Ifo-Chef kritisiert jüngste Zinssenkung der EZB

Finanzen und Wirtschaft

Ifo-Chef kritisiert jüngste Zinssenkung der EZB

Der Sitz der EZB in Frankfurt am Main.

[Kiefer./Flickr]

Ifo-Chef Clemens Fuest hat die jüngste Zinssenkung der Europäischen Zentralbank (EZB) als ungerechtfertigt kritisiert.

„Bei diesem Schritt überwiegen meines Erachtens die Nachteile“, sagte der Chef des Münchener Wirtschaftsforschungs-Instituts den Zeitungen der Funke-Mediengruppe. „Auch die Entscheidung, nun Unternehmens-Anleihen am Primärmarkt zu kaufen, ist fragwürdig, eine Einladung, Kredite an marode Unternehmen der EZB anzudrehen. Etwas mehr Zurückhaltung täte gut.“

Dass die Sparer derzeit unter den niedrigen Zinsen leiden, könne allerdings nicht allein der EZB in die Schuhe geschoben werden, sagte Fuest. „Die niedrigen Zinsen reflektieren die wirtschaftliche Situation der Euro-Zone, die schwache Konjunktur und die geringe Inflation.“ Die Geldpolitik müsse daher expansiv sein.

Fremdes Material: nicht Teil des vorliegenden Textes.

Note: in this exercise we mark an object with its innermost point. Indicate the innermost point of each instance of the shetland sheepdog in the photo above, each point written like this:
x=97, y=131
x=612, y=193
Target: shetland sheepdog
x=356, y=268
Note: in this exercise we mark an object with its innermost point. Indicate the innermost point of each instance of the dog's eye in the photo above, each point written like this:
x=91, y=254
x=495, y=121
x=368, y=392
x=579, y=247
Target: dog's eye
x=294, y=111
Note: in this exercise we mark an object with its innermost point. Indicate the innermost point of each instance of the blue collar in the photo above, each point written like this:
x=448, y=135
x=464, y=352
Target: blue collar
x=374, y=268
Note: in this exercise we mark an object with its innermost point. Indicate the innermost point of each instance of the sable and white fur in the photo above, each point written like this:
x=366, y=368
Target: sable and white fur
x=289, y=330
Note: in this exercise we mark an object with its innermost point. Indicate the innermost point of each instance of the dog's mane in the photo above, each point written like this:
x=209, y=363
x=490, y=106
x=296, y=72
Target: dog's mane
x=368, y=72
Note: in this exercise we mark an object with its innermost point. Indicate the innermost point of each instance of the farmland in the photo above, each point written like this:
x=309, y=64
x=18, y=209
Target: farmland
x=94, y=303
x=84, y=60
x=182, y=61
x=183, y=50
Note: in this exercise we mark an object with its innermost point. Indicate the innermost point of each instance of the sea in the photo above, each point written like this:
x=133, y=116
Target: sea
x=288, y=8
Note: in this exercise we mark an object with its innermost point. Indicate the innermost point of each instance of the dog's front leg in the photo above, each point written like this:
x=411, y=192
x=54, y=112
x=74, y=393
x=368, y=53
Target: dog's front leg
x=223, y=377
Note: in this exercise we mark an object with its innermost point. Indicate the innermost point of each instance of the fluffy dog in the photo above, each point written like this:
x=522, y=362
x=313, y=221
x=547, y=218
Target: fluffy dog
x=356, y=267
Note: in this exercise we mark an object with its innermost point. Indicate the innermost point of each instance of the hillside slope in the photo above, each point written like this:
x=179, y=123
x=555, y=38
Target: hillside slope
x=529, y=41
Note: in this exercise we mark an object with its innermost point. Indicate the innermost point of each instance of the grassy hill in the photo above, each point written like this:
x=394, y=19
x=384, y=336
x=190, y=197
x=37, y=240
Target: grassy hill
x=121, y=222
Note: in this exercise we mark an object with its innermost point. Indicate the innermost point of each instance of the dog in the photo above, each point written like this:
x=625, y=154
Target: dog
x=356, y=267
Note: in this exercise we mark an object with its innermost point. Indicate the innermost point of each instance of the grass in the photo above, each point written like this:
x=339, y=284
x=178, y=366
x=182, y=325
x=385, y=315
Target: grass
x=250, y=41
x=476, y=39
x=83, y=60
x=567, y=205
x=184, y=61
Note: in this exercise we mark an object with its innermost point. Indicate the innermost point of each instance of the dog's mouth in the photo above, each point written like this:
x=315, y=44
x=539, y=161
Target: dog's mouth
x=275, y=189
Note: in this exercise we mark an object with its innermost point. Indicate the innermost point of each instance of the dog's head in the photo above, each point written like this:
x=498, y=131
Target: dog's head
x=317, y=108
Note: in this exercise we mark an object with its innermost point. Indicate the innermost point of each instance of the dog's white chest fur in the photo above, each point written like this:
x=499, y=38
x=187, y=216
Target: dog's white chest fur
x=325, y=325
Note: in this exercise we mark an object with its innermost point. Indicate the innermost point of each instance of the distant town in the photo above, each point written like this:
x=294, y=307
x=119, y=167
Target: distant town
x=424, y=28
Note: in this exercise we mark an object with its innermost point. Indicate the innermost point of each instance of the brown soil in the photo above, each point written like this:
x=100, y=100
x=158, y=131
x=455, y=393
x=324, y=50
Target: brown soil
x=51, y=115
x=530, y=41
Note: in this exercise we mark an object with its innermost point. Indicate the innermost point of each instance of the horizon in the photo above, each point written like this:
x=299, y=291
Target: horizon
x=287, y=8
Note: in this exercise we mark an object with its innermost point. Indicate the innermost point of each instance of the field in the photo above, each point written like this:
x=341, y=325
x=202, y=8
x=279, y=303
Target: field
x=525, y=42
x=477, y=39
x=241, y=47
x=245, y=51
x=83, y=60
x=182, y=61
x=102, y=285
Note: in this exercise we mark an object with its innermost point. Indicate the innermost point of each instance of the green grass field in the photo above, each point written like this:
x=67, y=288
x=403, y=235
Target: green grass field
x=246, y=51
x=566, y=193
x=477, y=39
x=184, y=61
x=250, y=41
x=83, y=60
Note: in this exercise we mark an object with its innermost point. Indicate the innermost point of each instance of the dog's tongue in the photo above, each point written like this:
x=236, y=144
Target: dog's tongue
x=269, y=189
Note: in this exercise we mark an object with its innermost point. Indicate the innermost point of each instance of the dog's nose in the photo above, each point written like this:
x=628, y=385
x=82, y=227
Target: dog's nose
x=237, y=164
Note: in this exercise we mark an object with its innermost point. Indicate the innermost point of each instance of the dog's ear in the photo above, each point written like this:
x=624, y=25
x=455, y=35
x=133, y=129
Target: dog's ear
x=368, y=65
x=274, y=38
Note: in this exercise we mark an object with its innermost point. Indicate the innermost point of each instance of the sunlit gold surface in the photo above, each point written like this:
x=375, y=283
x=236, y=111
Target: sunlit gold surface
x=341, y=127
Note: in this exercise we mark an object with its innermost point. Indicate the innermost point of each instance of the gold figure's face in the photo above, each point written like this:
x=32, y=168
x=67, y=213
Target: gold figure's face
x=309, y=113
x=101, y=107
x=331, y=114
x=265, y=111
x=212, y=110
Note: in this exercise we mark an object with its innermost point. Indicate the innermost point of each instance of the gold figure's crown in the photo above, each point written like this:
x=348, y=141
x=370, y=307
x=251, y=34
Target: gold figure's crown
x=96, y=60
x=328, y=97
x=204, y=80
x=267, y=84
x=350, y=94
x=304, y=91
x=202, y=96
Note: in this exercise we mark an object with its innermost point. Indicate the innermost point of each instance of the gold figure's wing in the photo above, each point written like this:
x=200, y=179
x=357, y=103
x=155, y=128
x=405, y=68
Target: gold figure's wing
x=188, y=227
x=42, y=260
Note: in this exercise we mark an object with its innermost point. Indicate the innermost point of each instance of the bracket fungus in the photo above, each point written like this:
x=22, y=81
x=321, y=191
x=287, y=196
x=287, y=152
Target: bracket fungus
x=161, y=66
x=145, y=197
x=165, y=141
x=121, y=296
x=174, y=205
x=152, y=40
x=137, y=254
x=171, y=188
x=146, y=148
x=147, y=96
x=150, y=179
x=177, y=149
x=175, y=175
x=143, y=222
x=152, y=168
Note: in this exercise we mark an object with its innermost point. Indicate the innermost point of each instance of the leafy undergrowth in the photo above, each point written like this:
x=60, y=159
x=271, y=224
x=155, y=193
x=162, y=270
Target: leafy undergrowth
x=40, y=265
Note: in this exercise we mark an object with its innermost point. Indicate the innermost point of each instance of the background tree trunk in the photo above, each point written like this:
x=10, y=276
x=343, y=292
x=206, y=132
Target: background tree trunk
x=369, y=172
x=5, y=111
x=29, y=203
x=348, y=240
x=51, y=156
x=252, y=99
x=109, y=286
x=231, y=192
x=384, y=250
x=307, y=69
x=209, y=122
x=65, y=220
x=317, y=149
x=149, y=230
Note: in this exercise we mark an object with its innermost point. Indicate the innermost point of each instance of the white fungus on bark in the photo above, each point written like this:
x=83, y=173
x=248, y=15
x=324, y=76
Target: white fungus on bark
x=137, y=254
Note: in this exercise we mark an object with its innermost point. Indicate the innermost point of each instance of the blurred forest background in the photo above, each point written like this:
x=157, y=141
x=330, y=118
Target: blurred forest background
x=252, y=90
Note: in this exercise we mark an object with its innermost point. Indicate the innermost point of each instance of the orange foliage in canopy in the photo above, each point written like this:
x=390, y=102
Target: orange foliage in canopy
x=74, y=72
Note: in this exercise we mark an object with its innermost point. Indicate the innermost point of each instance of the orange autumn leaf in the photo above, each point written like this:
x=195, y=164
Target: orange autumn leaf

An der ultralockeren Geldpolitik der EZB gab es zuletzt scharfe Kritik insbesondere aus Deutschland. Im März hatte die Zentralbank den Schlüsselsatz für die Geldversorgung des Bankensystems erstmals auf null gesenkt und zudem ihr Anleihen-Kaufprogramm deutlich ausgeweitet.